India’s third lesson has been ongoing for years, and the hardest yet for me to truly grasp and practice. What is self-compassion and self-kindness, anyway? Is it doing whatever you want to do? In that case, roll me a joint and give me a vat of chocolate….but no, that’s not self-compassion – it’s self-destruction.
I was “supposed to” visit Rishikesh to experience the birthplace of yoga and explore the Indian “brand” of spirituality (having been to two other places of spiritual pilgrimage this year – the Andes of Ecuador and Ubud in Bali). My act of self-compassion was doing none of what I was “supposed to” do in Rishikesh. To forgive myself for changing plans when my body and soul told me I needed to relax, eat good food, sleep, work, read, and see/do nothing more than that. People in Rishikesh laughed when I said (with some degree of pride no less) I didn’t do one yoga class, nor set foot in one ashram in my three weeks there.
In a world where we’re “supposed to” do a lot of things, self-compassion (for me) is really tuning into to my inner voice that might contradict those ‘should’s and following the beat of my own drum instead.
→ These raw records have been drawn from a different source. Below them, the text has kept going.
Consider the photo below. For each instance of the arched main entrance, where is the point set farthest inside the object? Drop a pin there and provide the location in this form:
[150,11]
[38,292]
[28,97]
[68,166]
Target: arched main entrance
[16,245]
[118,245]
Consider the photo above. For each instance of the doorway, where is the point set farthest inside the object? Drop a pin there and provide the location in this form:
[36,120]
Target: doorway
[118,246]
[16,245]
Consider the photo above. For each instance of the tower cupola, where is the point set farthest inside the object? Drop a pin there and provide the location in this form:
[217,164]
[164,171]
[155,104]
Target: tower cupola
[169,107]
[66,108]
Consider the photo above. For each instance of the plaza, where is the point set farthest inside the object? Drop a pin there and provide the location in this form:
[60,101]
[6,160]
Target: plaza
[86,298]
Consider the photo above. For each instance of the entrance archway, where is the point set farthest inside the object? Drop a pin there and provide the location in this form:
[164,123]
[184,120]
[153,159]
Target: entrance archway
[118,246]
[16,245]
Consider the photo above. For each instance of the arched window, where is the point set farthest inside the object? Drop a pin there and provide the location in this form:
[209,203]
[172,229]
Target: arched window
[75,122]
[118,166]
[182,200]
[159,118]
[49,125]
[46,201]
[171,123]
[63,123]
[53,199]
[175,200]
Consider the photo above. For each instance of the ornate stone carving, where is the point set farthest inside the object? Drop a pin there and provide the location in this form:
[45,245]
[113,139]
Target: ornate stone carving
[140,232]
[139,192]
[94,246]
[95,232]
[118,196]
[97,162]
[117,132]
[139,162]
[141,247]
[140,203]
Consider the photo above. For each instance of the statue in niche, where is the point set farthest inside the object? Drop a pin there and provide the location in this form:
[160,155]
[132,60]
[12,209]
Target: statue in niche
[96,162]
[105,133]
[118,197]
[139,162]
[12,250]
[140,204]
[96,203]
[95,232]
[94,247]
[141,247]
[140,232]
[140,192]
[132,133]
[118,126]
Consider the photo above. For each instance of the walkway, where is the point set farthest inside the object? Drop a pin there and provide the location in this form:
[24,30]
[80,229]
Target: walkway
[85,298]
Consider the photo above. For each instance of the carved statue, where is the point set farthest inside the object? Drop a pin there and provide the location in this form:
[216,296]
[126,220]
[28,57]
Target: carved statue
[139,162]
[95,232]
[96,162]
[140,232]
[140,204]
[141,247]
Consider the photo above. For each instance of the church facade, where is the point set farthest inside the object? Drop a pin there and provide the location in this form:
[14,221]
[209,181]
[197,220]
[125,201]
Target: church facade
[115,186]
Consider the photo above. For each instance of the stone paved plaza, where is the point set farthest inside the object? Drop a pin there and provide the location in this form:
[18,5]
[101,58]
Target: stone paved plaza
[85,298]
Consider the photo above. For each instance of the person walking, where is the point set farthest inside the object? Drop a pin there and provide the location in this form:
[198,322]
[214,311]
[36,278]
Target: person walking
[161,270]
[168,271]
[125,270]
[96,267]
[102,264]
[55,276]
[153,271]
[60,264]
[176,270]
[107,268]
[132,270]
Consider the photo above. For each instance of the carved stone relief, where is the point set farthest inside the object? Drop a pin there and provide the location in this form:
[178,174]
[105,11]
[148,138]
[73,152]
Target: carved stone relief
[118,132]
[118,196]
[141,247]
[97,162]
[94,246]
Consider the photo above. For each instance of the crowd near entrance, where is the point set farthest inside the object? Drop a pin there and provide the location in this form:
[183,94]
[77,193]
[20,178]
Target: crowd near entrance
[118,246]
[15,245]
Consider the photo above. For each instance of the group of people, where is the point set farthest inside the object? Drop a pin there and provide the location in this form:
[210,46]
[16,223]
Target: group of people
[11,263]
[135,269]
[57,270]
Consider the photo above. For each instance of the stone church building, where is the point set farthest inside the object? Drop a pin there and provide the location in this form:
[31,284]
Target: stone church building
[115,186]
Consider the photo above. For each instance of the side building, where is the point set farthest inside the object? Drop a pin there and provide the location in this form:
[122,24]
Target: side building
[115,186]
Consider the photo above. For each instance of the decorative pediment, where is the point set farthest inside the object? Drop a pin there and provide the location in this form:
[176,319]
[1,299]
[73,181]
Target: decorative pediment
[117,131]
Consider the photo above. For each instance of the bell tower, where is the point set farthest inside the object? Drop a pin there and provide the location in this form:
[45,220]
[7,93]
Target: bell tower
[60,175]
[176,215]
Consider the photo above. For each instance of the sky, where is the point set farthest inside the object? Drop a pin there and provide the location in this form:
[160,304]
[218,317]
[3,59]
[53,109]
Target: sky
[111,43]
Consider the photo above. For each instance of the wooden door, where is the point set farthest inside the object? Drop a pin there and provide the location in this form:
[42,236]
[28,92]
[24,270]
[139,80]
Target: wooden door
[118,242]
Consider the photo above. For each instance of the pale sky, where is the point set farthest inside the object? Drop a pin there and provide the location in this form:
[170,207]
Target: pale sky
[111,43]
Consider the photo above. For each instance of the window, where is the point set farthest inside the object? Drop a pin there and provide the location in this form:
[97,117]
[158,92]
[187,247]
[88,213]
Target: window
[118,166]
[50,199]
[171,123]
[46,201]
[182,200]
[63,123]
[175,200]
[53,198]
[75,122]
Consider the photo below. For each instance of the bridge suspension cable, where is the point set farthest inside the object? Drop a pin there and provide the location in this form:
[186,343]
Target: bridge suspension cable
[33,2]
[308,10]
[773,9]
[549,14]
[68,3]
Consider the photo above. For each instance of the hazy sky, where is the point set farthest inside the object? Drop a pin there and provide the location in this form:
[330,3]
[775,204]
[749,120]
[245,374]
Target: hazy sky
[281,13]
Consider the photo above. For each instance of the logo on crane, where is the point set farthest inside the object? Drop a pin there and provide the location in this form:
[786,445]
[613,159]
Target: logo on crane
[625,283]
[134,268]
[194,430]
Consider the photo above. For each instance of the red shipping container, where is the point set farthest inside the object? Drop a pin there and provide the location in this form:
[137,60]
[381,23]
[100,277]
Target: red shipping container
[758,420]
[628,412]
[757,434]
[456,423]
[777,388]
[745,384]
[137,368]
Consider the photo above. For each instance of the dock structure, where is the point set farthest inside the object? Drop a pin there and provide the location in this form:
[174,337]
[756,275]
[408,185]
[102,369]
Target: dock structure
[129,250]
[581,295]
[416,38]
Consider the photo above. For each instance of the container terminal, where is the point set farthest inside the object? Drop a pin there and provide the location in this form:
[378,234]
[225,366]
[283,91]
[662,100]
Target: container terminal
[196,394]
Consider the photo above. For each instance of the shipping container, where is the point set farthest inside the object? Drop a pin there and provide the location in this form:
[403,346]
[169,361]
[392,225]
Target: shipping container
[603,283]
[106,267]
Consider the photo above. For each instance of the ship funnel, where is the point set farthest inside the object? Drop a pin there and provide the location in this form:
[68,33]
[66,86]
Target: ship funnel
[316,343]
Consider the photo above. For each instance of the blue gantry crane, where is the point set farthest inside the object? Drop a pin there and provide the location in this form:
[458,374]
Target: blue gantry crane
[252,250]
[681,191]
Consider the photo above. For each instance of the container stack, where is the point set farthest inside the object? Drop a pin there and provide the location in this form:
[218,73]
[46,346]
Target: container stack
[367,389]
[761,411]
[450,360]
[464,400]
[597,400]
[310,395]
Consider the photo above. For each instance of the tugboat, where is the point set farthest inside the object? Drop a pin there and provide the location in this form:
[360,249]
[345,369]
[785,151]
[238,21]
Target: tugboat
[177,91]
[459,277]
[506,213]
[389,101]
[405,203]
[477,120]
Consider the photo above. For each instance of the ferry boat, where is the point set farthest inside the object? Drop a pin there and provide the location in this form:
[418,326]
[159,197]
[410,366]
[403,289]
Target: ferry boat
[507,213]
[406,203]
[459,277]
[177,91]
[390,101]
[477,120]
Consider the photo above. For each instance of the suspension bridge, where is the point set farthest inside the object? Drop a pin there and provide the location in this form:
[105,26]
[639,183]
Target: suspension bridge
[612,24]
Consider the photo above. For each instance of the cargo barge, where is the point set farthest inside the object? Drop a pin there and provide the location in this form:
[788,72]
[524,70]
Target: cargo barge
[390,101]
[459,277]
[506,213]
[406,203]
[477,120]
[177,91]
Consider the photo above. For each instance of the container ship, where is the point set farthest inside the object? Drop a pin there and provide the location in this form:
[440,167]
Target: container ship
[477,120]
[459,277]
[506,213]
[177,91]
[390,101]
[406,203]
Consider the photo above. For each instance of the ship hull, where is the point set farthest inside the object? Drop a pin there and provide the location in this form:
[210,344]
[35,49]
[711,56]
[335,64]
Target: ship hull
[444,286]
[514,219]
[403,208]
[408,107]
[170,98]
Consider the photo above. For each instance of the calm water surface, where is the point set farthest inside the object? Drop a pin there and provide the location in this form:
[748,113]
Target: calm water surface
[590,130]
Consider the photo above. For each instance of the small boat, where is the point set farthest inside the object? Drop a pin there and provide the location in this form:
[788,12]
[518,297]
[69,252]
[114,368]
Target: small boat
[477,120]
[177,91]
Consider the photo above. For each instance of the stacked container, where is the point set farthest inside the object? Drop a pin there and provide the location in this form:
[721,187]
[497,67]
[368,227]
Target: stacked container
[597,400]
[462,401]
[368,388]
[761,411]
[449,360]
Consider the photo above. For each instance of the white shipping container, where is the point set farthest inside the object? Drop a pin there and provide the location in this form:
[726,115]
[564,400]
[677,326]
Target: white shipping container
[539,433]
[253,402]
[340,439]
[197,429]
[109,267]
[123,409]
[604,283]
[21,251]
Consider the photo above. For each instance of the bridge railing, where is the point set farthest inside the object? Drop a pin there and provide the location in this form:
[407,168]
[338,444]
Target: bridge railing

Easier said than done, but well worth the effort.
My final act of self-compassion was also realizing that India isn’t my cuppa tea, and being okay with that. Perhaps under a different set of circumstances I could return and love the place. I am totally open to that.
But what India really did for me, in flying colours, was to emphasize something I already knew but to make it irrefutably loud and clear: it’s time for home.
I’ve been whispering this ever since I left Peru, and now I’m prepared to shout it out from the rooftops. They say people travel to escape something or look for something. Although this hasn’t been true for me in the past, it is now. I’m looking for the next place to call home.
I’ll be patient in the search, but I am grateful for this opportunity to get really clear on what I’m doing.
And because of that, my trip to India – heaven, hell, and everything in between – was a great success.